Durante la guerra, la clase media también estaba aterrorizada por el ejército. “Ahora hay jóvenes que no vivieron la guerra y la represión, y son ellos los que salieron y se sienten con más poder”, dijo Polanco.
El viernes será un momento clave para el futuro de Pérez Molina, cuando los legisladores nombren una comisión investigadora que examinará la cuestión de su inmunidad constitucional procesal.

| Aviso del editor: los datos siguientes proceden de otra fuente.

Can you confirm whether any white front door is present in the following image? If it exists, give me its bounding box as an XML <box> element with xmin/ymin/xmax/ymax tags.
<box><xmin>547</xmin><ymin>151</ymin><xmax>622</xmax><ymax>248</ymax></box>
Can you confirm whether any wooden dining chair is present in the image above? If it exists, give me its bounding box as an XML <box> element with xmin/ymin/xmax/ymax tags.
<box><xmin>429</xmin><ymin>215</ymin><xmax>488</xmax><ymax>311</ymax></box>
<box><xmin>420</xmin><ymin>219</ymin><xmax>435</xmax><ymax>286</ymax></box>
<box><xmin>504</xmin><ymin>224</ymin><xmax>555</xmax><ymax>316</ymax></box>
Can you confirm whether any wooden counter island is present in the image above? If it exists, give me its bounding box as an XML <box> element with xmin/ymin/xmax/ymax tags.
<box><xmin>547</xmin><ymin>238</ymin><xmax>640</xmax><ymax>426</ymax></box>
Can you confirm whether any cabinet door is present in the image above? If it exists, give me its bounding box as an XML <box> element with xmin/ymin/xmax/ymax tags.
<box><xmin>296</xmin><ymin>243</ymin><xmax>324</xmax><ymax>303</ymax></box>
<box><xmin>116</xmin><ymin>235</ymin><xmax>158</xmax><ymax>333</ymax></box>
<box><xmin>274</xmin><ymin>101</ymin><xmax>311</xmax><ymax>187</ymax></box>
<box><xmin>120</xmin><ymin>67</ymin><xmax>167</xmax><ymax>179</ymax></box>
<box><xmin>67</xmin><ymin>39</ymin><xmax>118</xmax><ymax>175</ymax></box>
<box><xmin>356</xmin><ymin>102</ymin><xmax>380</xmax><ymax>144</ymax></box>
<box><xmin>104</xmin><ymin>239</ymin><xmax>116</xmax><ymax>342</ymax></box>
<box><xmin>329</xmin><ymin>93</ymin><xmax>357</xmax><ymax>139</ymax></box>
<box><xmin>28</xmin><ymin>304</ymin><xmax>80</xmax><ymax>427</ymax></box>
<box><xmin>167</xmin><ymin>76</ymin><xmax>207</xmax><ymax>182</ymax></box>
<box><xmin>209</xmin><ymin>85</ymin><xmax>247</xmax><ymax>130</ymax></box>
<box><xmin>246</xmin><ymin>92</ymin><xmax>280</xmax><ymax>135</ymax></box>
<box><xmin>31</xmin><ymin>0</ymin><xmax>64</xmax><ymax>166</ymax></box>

Quitársela podría conducir al equivalente de juicio político.
El presidente, un general retirado de 64 años de edad, asumió el poder en 2012 prometiendo “mano dura” contra el crimen y la impunidad, pero una reciente encuesta realizada por el diario Prensa Libre puso su tasa de aprobación en sólo 38%.
Antes de las elecciones de septiembre para elegir a su sucesor, los manifestantes están fijando sus miras en reformas profundas a un sistema donde la corrupción es vista como la norma.
Las protestas también están dirigidas contra el principal candidato presidencial Manuel Baldizón, quien perdió hace cuatro años contra Pérez Molina y tiene el lema de campaña “Ahora le toca a Baldizón”. Las últimas cinco elecciones presidenciales de Guatemala fueron ganadas por quien quedó en segundo lugar de la contienda anterior.
“¡Baldizón, no te toca!”, gritan los manifestantes en las protestas.
Michael Allison, politólogo de la Universidad de Scranton, campus Pensilvania, especializado en América Central, dijo que los escándalos y las protestas han llevado al país a una encrucijada en la que habrá de decidir si las cosas se mantienen como hasta ahora o si realmente se compromete con una reforma.
“Creo que Guatemala titubea al borde de progreso”, dijo Allison. “La idea es que tal vez todas estas investigaciones en marcha, enjuiciamientos potenciales, podrían llevar a los funcionarios electos a comportarse con más sensatez”.